19. The coupler of claim 18, further comprising a filter configured to filter the gas provided from the gas supply, wherein a portion of the filter surrounds the first portion of the guide.

20. The coupler of claim 1, further comprising a filter configured to filter a gas provided from the gas supply,

wherein the body has an input opening configured for receiving the gas provided from the gas supply,

wherein a first portion of the filter is positioned closer to the input opening than a second portion of the filter, and

wherein a diameter of the first portion of the guide is smaller than a diameter of the second portion of the guide.

21. The coupler of claim 1, further comprising:

a partition disposed between a first inner space inside the body and a second inner space inside the body; and

a filter configured to filter a gas provided from the gas supply,

wherein the body further has an input opening configured for receiving the gas provided from the gas supply, and

wherein the filter is disposed between the partition and the input opening.

22. The coupler of claim 1, further comprising a guide disposed inside the body and configured to guide a gas provided from the gas supply,

wherein a first portion of the guide is positioned farther to the second cavity than a second portion of the guide, and

wherein a cross-sectional area of the first portion of the guide is smaller than a cross-sectional area of the second portion of the guide.

23. The coupler of claim 22,

wherein a third portion of the guide is positioned closer to the first cavity than a fourth portion of the guide,

wherein the second portion of the guide and the third portion of the guide are disposed between the first portion of the guide and the fourth portion of the guide, and

wherein a cross-sectional area of the third portion of the guide is larger than a cross-sectional area of the fourth portion of the guide.
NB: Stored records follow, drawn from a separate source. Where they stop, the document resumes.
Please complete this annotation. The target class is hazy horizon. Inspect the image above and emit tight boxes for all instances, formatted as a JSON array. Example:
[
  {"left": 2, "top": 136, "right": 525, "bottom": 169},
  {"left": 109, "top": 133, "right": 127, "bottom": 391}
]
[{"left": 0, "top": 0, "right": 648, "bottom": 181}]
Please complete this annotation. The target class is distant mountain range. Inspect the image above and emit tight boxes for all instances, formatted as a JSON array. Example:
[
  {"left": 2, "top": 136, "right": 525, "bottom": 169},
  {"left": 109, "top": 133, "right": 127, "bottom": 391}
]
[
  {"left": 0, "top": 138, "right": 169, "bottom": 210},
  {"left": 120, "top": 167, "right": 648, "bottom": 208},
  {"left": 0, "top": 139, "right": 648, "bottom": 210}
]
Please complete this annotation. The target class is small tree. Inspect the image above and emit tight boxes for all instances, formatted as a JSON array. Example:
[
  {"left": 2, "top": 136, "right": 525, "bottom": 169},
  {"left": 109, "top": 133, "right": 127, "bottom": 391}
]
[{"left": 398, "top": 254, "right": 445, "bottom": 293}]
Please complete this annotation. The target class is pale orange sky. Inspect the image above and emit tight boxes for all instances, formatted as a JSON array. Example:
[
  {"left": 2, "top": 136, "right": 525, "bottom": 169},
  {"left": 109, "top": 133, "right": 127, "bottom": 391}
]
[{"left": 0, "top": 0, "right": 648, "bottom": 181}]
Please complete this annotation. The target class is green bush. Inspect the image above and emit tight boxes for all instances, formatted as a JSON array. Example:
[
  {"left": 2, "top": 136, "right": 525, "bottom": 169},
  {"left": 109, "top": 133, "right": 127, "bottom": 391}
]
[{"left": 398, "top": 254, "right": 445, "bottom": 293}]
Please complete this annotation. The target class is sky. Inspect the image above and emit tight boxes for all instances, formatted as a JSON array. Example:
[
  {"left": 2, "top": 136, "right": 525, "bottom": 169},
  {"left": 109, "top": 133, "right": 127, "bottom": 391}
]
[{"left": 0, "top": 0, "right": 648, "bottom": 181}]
24. The coupler of claim 1, further comprising:

a partition disposed between a first inner space inside the body and a second inner space inside the body; and

a guide disposed inside the body and configured to guide a gas provided from the gas supply,

wherein the first inner space is pneumatically connected to the first through hole,

wherein the second inner space is pneumatically connected to the second through hole,

wherein a first portion of the guide is positioned farther to the partition than a second portion of the guide, and

wherein a cross-sectional area of the first portion of the guide is smaller than a cross-sectional area of the second portion of the guide.

25. The coupler of claim 24,

wherein a third portion of the guide is positioned closer to the partition than a fourth portion of the guide,

wherein the second portion of the guide and the third portion of the guide are disposed between the first portion of the guide and the fourth portion of the guide, and

wherein a cross-sectional area of the third portion of the guide is larger than a cross-sectional area of the fourth portion of the guide.